Aktien setzt vor allem die Unsicherheit zu, wie es medizinisch mit der Viruskrise und ihren wirtschaftlichen Folgeschäden weitergeht. Mangels vergleichbarer Fälle können leider keine vernünftigen Aussagen getroffen werden.
Vorerst wird insofern die Kursschwankungsbreite hoch bleiben. Diese lässt sich langfristig mit langlaufenden regelmäßigen Aktiensparplänen behandeln.
Mangels viraler Unkalkulierbarkeit sollten Anleger zunächst noch nicht dem Motto „Buy the Dips“ folgen, also gefallene Kurse nicht zum sofortigen Einstieg nutzen. Doch sollten Langfristanleger auch nicht in Panik verfallen und abseits teilweiser Gewinnmitnahmen großflächig verkaufen. Dem unsicheren Markt kann man auch mit Teilschutzprodukten wie Discount- oder Bonuspapieren begegnen.
Daneben bleiben Edelmetalle eine sachkapitalistische Alternative. Gold können negative Zinsen bzw. Realzinsen nichts anhaben.
Der Zeitpunkt ist zwar kaum abzuschätzen. Aber sobald die Viruskrise nachlässt, werden wirtschaftliche Nachholeffekte einsetzen. China setzt bereits den geld- und finanzpolitischen Hammer ein. Auch die US-Notenbank hat noch Zinssenkungspotenzial. Hongkong verschenkt an seine Bürger bereits Geld - Helikoptergeld genannt - in der Hoffnung, dass sie dieses zur Konjunkturstützung ausgeben. Die anderen Notenbanken werden sich die Wirkung dieses Experiments genau ansehen. Falls nötig wird die EZB gegen Renditeerhöhungen am Unternehmensanleihemarkt vorgehen.

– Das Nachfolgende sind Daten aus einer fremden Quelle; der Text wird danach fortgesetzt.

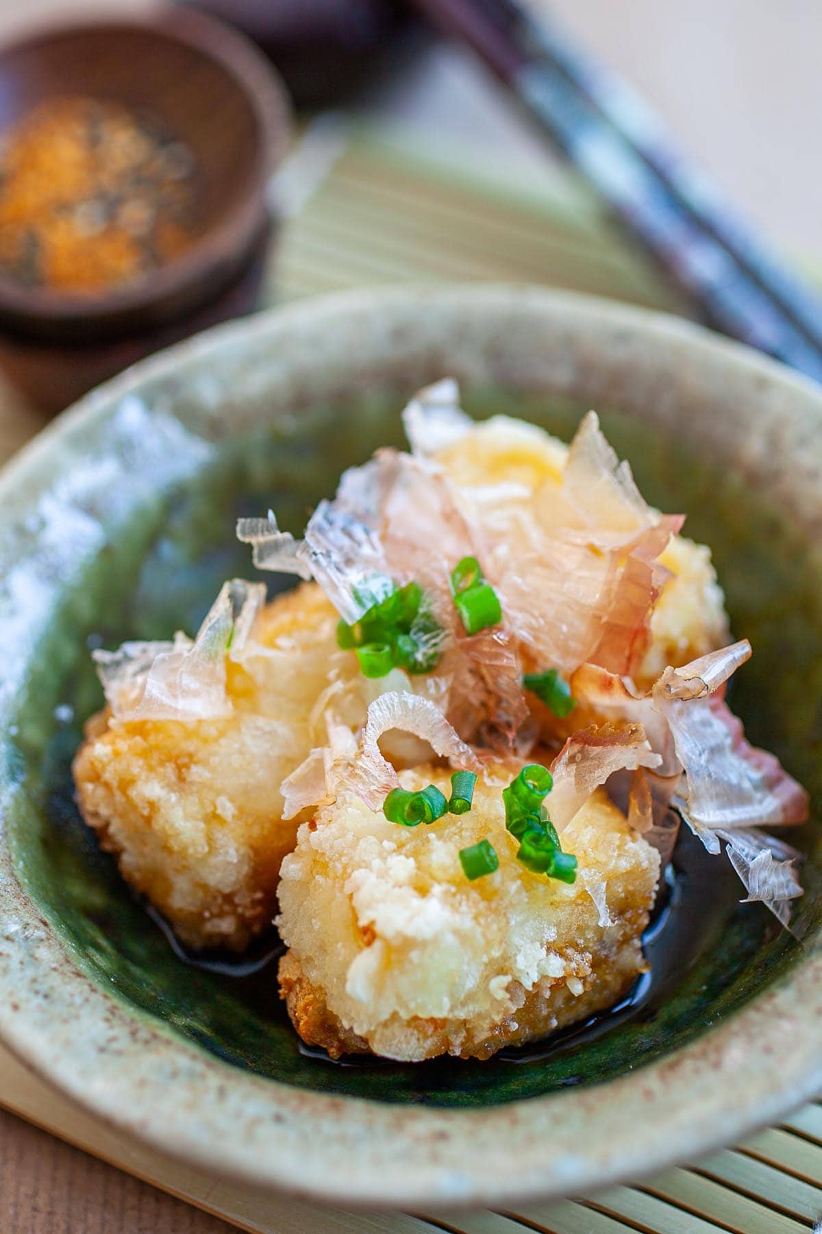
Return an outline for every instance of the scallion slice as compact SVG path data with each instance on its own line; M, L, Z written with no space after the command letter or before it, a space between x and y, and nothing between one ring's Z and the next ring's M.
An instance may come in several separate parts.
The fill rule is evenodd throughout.
M450 814L467 814L473 801L473 787L477 782L474 771L455 771L451 776Z
M420 817L408 817L408 807L415 793L408 789L392 789L382 803L382 812L389 823L401 823L403 827L419 827L423 822Z
M571 686L564 681L556 669L546 669L545 673L526 673L523 677L526 690L541 698L546 707L564 719L577 706L577 700L571 694Z
M437 818L442 818L447 812L449 800L434 784L429 784L428 789L420 789L419 792L413 793L408 803L409 816L412 818L419 817L423 823L435 823Z
M542 798L551 792L552 786L553 776L548 769L540 763L529 763L511 780L508 789L503 789L505 821L513 822L524 814L539 814Z
M460 865L466 879L473 882L474 879L482 879L483 875L498 870L499 858L489 840L479 840L478 844L460 849Z
M476 557L463 557L451 570L451 590L455 596L483 581L484 576Z
M394 666L388 643L364 643L356 648L356 658L364 677L386 677Z
M434 823L447 812L449 802L445 793L434 784L419 792L410 792L408 789L392 789L385 802L382 812L389 823L401 823L403 827L418 827L420 823Z
M481 629L498 626L503 619L499 596L489 582L474 582L466 591L460 591L454 597L454 605L466 634L478 634Z

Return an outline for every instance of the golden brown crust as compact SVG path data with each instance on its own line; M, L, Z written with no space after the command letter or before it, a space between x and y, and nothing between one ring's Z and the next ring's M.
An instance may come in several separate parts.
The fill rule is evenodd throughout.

Nach viralem Wirtschaftseinbruch ist allerdings eher verzögert mit einer U-, statt V-förmigen Erholung zu rechnen. Allerdings wird das den Aktienmärkten, die Zukunft bezahlen, für eine kräftige Wiederbelebung genügen.
Das Virus ist eindeutig nicht zu verharmlosen. Doch nicht nur als rheinischer Optimist bin ich überzeugt, dass die Welt auch diese Heimsuchung in den Griff bekommt. Mut macht, dass die Erkrankungen außerhalb Chinas offensichtlich mehrheitlich glimpflich verlaufen.
In der Zwischenzeit behalten wir bitte im wahrsten Sinne des Wortes einen kühlen Kopf. Glück auf!